Yes, I’m painting with a broad brush, of course. Since 2001, we’ve also witnessed countless examples of selfless acts all across the country, from hurricane-ravaged New Orleans to the neighborhood soup kitchen.
But, too often, that humanity feels so fragile. A report released in June by Pew Research’s Center for the People & the Press found that we are more polarized than at any point in the last two decades. We give lip service to “community” but between 25 to 30 percent of the 10,000 adults Pew surveyed find our political opponents so misguided that that they would be “unhappy” if an immediate family member married someone from the other side. Is it any wonder that smart people don’t run for office or that young adults are too cynical to vote?

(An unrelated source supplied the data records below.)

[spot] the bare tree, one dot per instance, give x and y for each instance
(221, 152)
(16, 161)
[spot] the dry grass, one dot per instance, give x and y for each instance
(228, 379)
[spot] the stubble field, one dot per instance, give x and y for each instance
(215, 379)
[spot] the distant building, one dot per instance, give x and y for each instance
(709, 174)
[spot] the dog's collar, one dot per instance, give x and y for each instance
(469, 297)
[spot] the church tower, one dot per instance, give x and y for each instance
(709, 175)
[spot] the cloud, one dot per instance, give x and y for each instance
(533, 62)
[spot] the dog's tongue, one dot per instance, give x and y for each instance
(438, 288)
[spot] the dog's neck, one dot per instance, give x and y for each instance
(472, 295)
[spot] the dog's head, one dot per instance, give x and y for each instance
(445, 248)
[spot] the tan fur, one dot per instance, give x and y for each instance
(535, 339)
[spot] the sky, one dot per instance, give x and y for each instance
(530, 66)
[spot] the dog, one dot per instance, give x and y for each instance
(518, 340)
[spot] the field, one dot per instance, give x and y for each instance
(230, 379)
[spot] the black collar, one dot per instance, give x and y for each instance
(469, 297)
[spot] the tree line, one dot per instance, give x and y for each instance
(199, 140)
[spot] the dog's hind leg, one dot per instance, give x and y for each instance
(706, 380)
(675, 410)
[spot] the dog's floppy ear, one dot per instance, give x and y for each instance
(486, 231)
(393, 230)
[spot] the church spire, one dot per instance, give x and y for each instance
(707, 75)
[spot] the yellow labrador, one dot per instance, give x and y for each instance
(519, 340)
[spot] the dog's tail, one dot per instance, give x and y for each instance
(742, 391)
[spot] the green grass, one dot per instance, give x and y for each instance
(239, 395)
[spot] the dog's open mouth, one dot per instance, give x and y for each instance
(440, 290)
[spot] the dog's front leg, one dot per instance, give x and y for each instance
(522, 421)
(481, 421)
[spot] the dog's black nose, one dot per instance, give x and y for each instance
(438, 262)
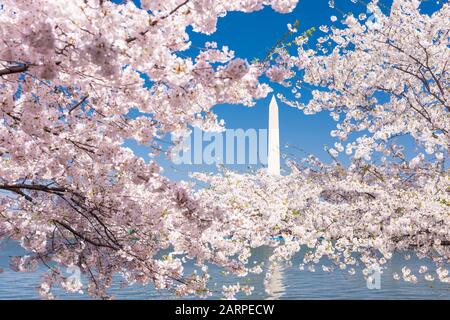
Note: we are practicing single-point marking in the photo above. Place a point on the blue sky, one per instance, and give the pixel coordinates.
(252, 35)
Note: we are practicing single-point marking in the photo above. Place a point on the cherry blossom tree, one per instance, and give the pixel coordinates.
(385, 77)
(71, 75)
(339, 217)
(71, 72)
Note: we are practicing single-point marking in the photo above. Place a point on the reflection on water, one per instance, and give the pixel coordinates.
(275, 285)
(287, 283)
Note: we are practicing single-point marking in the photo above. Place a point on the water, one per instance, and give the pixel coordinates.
(289, 283)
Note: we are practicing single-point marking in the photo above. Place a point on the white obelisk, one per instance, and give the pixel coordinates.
(274, 139)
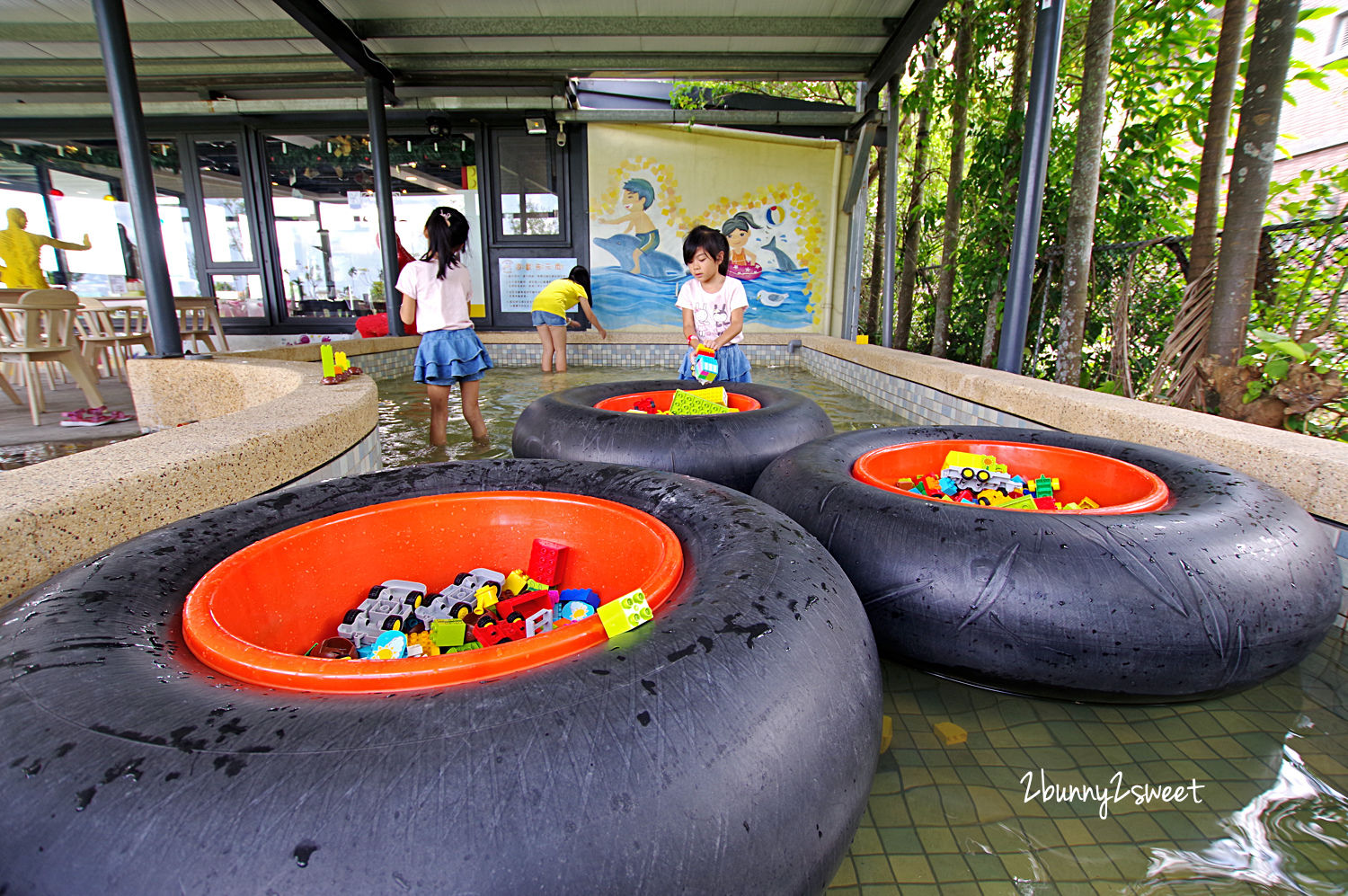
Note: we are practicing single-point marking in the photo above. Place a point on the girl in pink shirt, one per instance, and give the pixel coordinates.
(436, 297)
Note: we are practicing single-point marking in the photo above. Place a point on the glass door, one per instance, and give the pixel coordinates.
(226, 239)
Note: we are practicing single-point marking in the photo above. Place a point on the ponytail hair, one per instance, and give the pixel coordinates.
(580, 275)
(447, 234)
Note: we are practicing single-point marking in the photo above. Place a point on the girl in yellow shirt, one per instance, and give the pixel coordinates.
(549, 315)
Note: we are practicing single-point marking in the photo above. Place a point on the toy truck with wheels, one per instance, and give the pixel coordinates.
(391, 607)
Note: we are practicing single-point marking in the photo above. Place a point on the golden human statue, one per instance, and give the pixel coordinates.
(22, 253)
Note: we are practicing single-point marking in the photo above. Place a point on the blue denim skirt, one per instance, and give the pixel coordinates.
(450, 356)
(549, 318)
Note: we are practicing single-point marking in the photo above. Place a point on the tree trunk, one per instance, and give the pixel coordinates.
(1086, 186)
(951, 232)
(1251, 166)
(876, 280)
(911, 236)
(1014, 137)
(1204, 247)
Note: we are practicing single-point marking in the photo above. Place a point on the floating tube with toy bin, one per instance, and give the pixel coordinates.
(671, 758)
(590, 423)
(1211, 585)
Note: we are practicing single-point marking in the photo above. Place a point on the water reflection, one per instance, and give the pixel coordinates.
(404, 413)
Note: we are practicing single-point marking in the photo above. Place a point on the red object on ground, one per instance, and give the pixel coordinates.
(374, 325)
(1119, 486)
(662, 399)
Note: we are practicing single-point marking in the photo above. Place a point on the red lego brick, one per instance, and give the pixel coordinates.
(546, 561)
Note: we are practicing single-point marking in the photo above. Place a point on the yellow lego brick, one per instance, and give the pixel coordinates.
(976, 461)
(625, 613)
(951, 733)
(689, 404)
(711, 394)
(485, 597)
(515, 582)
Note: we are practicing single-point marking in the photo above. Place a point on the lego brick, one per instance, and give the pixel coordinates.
(625, 613)
(546, 561)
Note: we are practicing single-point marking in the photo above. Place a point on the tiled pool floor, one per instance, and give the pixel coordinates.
(506, 391)
(1270, 766)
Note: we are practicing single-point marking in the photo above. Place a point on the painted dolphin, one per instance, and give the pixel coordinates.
(654, 264)
(784, 261)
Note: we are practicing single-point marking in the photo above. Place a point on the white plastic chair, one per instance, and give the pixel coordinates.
(42, 328)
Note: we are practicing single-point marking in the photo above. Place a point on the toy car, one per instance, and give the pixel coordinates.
(391, 607)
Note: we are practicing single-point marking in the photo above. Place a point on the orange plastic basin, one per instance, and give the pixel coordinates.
(663, 398)
(258, 610)
(1115, 485)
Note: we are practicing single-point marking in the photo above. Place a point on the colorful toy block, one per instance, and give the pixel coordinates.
(448, 632)
(514, 582)
(546, 561)
(625, 613)
(685, 404)
(538, 623)
(584, 594)
(705, 366)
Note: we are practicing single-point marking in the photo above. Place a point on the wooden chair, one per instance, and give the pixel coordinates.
(199, 320)
(111, 332)
(45, 331)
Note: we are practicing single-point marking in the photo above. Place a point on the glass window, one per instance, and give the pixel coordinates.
(86, 197)
(239, 294)
(528, 183)
(328, 224)
(228, 232)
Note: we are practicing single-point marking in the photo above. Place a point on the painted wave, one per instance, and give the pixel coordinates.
(630, 299)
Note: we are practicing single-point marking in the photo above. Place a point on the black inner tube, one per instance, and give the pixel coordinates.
(674, 758)
(1227, 586)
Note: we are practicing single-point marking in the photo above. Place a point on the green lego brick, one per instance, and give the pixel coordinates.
(625, 613)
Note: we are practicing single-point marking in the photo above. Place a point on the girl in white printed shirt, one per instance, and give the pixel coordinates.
(436, 297)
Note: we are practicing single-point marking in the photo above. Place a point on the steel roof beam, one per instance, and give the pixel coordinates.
(894, 57)
(463, 27)
(337, 37)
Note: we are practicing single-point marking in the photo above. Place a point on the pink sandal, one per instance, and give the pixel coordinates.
(93, 417)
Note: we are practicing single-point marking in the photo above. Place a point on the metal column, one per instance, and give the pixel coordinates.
(891, 209)
(1034, 162)
(115, 42)
(385, 200)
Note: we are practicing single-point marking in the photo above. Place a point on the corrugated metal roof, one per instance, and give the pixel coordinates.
(49, 48)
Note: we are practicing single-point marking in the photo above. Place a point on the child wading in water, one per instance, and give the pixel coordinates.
(714, 306)
(550, 315)
(436, 296)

Certainly, technology has made it easier for us to scrape bottom. Social media are a crowded place these days, requiring combatants to be increasingly outrageous. Anxiety – not answers – gets you trending on Twitter. Think Donald Trump’s view that doctors who help fight Ebola “must suffer the consequences.”
Events of the summer – the minimum wage debate, the immigration crisis and the unrest in Ferguson, Missouri – have exposed a particularly vile side of America.
But one cannot spend any time in that somber place in lower Manhattan without realizing that there is enough hatred of Americans in the world without Americans constantly sniping at each other.
As we go into the midterm elections, let’s use this upcoming anniversary to change the corrosive narrative. What better tribute to the 9/11 victims than tuning out the static, tuning up our national character and carrying ourselves with just a little more dignity.